Upper Dibang Valley is a district of Arunachal Pradesh named after the Dibang River or the Talon as the Mishmis call it. Although the Dibang Valley district is the largest district in the state with an area of 9,129 square kilometres (3,525 sq mi), it is the least populated district in India.
In June 1980, Dibang Valley district was created out of part of Lohit district. On 16 December 2011, Dibang Valley district was bifurcated into Upper Dibang Valley district and Lower Dibang Valley district.
The 2,000-kilometre-long (1,200 mi) proposed Mago-Thingbu to Vijaynagar Arunachal Pradesh Frontier Highway along the McMahon Line, (will intersect with the proposed East-West Industrial Corridor Highway) and will pass through this district, alignment map of which can be seen here.
There is only one Arunachal Pradesh Legislative Assembly constituency in this district: Anini. It is part of Arunachal East Lok Sabha constituency.
According to the 2011 census Dibang Valley district has a population of 7,948, roughly equal to the nation of Nauru. This gives it a ranking of 640th in India (out of a total of 640). The district has a population density of 1 inhabitant per square kilometre (2.6/sq mi) . Its population growth rate over the decade 2001–2011 was 9.3%. Dibang Valley has a sex ratio of 808 females for every 1000 males, and a literacy rate of 64.8%.

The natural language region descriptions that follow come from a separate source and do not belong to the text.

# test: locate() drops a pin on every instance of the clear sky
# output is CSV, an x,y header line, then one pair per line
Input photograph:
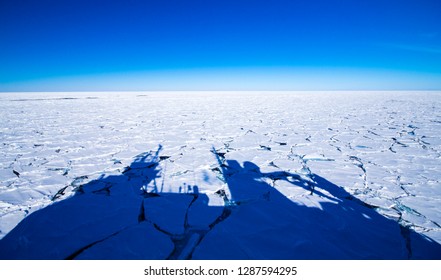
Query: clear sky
x,y
69,45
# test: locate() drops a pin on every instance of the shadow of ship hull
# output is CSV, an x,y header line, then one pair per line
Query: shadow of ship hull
x,y
115,217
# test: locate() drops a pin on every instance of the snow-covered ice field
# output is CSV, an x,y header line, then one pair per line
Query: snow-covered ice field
x,y
220,175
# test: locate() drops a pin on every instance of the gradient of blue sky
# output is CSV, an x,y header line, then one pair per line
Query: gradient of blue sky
x,y
52,45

The major population of this district consist of Mishmi (Idu).
The Mishmis have a story narrating the first journeys undertaken in course of migration. The story conveys names and location of the Cheethu-Huluni or the twelve rivers that the Mishmi (Idu) people came over in the region and settled around. The first accounts of the Mishmi (Idus) are found in the narrations given by the neighbouring Ahoms. The Mishmis inhabited the deep jungles of what is now the Dibang valley.
Languages spoken include Mishmi, a Sino-Tibetan tongue with approximately 25000 speakers, written in both the Tibetan and Latin scripts.
The district is rich in wildlife. Rare mammals such as Mishmi takin, Red goral and Gongshan muntjac occurs while among birds there is the rare Sclater’s Monal. A flying squirrel, new to science has been recently discovered from this district. It has been named as Mishmi Hills Giant Flying Squirrel Petaurista mishmiensis.
In 1991 Upper Dibang Valley district became home to the Dibang Wildlife Sanctuary, which has an area of 4,149 km2 (1,601.9 sq mi).